IF you were to believe everything you read, Featherstone author Andy Evans has led a very colourful life.
As an ex-miner-turned-author, the 45-year-old spent two years researching his Bosnian grandfather’s mysterious exile for his first novel, In Search of the Displaced Persons.
But more recently, he’s been writing a loosely autobiographical work from the safety of his home on Leatham Crescent, Purston, though with a plot that defies categorisation, the topic is just as controversial.
Set in the fictional town of Castlefields in the 1970s, Andy’s second novel, When Spirits Break Free, charts the life of Billy, a socially awkward child whose mother suspects he has supernatural powers.
As he enters his teenage years and starts work at a colliery, Billy dabbles in hallucinogenics, plunging him into a world of drug-addled psychosis.
Unable to differentiate between fantasy and reality, his terrifying visions of dead miners lead to unhappy consequences.
“A lot of it’s true stories, based mainly on my life, but a lot is based on other people’s too,” said Andy.
“I had always wanted to write about a mining town. There’s not many books about miners written as a story, they’re always factual.
“Kestral for a Knave was about a young kid in a mining town and it was about his everyday life, but there’s nothing been written about children of a mining generation growing up when the coal industry was in decline.”
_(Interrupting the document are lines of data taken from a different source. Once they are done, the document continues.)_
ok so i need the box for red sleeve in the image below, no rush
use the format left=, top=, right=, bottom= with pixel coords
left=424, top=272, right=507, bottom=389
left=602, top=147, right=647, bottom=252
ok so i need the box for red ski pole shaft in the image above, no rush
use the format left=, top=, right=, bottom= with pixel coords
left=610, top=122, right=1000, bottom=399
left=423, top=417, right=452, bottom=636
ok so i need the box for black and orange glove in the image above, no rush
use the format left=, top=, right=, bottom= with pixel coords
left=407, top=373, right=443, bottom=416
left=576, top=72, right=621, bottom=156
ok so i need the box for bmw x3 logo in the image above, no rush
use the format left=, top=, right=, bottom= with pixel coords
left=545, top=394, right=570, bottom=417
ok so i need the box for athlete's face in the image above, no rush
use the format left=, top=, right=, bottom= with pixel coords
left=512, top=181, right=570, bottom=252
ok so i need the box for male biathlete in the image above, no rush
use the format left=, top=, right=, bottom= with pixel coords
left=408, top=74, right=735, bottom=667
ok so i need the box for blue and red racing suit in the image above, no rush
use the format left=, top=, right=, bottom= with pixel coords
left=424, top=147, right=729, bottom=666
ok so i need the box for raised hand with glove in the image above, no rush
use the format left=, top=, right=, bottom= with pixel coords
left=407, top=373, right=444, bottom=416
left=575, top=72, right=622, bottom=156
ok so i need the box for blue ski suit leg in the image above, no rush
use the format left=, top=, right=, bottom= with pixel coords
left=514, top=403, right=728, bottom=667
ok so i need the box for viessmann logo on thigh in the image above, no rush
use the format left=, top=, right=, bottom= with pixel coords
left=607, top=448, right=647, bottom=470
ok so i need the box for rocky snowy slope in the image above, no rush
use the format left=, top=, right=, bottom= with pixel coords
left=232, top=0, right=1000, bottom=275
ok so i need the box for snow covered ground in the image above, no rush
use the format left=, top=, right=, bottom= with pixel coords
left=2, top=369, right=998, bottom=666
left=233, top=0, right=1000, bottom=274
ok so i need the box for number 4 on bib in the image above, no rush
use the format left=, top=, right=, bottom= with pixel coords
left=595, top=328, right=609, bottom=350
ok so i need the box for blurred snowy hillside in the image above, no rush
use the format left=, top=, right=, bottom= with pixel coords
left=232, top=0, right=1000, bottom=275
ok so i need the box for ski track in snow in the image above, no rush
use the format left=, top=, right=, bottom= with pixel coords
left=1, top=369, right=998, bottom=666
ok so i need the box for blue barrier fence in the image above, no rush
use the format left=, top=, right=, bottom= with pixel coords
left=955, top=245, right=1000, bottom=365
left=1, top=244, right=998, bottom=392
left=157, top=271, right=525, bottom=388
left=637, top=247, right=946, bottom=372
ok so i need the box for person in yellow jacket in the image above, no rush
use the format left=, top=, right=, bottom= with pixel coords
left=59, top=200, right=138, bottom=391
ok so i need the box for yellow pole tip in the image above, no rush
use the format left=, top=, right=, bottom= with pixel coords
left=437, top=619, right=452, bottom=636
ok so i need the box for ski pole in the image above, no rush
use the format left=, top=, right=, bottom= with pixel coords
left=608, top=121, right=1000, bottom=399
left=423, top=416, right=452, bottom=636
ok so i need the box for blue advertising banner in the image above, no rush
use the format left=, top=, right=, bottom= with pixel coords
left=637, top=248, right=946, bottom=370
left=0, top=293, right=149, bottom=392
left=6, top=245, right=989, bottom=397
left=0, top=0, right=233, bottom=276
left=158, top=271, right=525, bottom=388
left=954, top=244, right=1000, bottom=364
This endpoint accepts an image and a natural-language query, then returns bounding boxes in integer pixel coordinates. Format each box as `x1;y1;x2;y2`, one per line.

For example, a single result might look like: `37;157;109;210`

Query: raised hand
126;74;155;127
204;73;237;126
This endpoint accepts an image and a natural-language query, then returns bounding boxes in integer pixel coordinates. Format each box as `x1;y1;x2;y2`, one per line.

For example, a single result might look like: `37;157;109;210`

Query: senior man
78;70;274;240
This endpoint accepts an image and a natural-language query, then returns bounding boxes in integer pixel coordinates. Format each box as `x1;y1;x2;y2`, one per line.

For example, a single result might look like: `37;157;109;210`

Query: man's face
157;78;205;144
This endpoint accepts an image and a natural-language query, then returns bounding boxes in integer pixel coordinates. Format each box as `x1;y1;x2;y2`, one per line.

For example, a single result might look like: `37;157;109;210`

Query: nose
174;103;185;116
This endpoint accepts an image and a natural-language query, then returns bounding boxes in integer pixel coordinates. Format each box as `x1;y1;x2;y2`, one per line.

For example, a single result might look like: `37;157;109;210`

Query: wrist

The plot is a complex genre-bender based heavily on Andy’s experience growing up in Featherstone’s mining community – both his father and grandfather were miners and he followed in their footsteps after school, working in Sharlston pit.
But Andy’s retrospective takes a dramatic turn with the inclusion of ghostly miners – a plot twist inspired by his personal interest in the 1973 Lofthouse disaster where a flood killed Wakefield miners working in the pit.
“The only thing in the book that’s not based on truth is based on fear. After I studied Lofthouse, I went to work and I was always waiting for a bang and the water to gush in. I had always been interested in ghost stories so that’s how that aspect came into it.”
He added: “In the 80s I lived in a haunted house on Ackworth Road – there was an old woman there – and when I was a child there were houses near Featherstone dance hall where we used to play. We would go in there and drink cider and one of the lads said he could see ghosts in there.”
Andy’s tale is certainly an innovative way of recording his memories of growing up in Featherstone, but the darker side comes in the way he explores how a community of workers suffered during the strike.
“A lot of friends went into drugs – it was the environment I grew up in,” he explained. “It was a time when jobs weren’t readily available, but if your dad worked in the pit you were guaranteed a job as soon as you left school.
“I was lucky in a way because when I was 16 I got a job straight away. A lot of my friends who didn’t get work dabbled in drugs.”
Looking back on such a tumultuous time in history, one wonders how difficult it was to weave so many strands into one very personal story.
“The most difficult bit was sorting out a rough plan because I started writing a lot of it just as memories,” said Andy, “But once I started it just flowed out, I could have written it forever.”
When Spirits Break Free is available for £9 from www.lulu.com/spotlight/brdjani and Amazon.